Niamh Hopkins: How Gerry's dying has made me more afraid for my fiftysomething father than ever
I was very sad to hear of Gerry Ryan's death.
At the time of writing, the media is still full of reports on everything from his early career and achievements to his two loves and his lifestyle habits.
I don't particularly care for any of that but I was struck mostly by his death, (a) because I was a fan of the broadcaster's larger-than-life personality, and (b) because it is a reminder to anyone of my age that their parents are not invincible and that anyone with a penchant for the finer things in life, who tends to shun exercise and low fat in favour of good wine and a full steak, is playing Russian roulette with their lives, particularly as their 30s become a distant memory.
This in short sums up my dad -- I don't mind saying it.
Anyone who has ever met him knows how he likes to live life to the full, a typical old school journalist where a pint after work and a whiskey chaser was as much a part of his daily job routine as typing up a report or editing a story.
Like Gerry, my dad is in his mid-50s and could do with a losing a few pounds.
Since relocating to Belfast for work between Monday to Friday, he has had to put up with a multitude of harassing phone calls from myself in the past three years.
"Dad make sure you buy brown bread instead of white''; "Dad you shouldn't be drinking mid-week''; "Dad would you not try and get out for a walk'' and the champion nag I persist with: "Dad you really should try to give up the cigarettes.''
As a child, one of the hardest things to come to terms with is watching your parents grow older. Granted, I'm lucky that my dad is only in his 50s and my mother having had me at 19 is even younger in her 40s.

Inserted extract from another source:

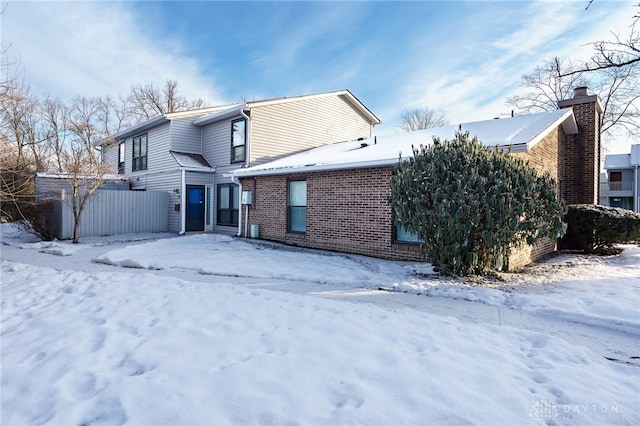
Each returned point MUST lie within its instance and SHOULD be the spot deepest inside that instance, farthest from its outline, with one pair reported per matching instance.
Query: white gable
(517, 133)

As the eldest child and eldest grandchild on both sides I've been even luckier to have all four of my grandparents around for a long time too.
But nevertheless my dad isn't as young as he once was and the stress of modern life has started to take its toll.
He has spent the best part of the last two weeks in and out of the Mater for tests on his heart.
It was a shock to hear he had gone in, as I would never have considered him at all in the 'old' and 'at risk' bracket.
And nowadays being in your 50s isn't old -- the 'empty nesters' have been fortunate to enjoy a second round at living life to the fullest, with the luckier of the generation enjoying second homes, extended holidays and coveted golf club memberships.
No one in today's world considers the 50s to be a 'danger zone', for slowing down, and even while persisting with the parental nagging, no one ever imagines a devastation such as the one visited upon the Ryan family.
However, nature has other ideas, and when energised guys like Gerry Ryan pass away suddenly it causes ripples among society -- it's so unexpected.
It has become normal now to carry a 'bit of weight', to be a constant smoker who's always about to give up, or to nurse a tumbler of whiskey or a half bottle of wine every night after a hard day.
So many of my friends' parents, along with my own, are in this category and it has become all too normal a lifestyle.
But it's not normal, and nature does not always afford us second chances with our health.
Nature doesn't care about stressful lives, debts and breakups in our parents' generation -- time ticks on regardless.
Unfortunately it was too late for Gerry Ryan, which saddens me as I'd take a wild guess that his caring children nagged him constantly about his lifestyle too.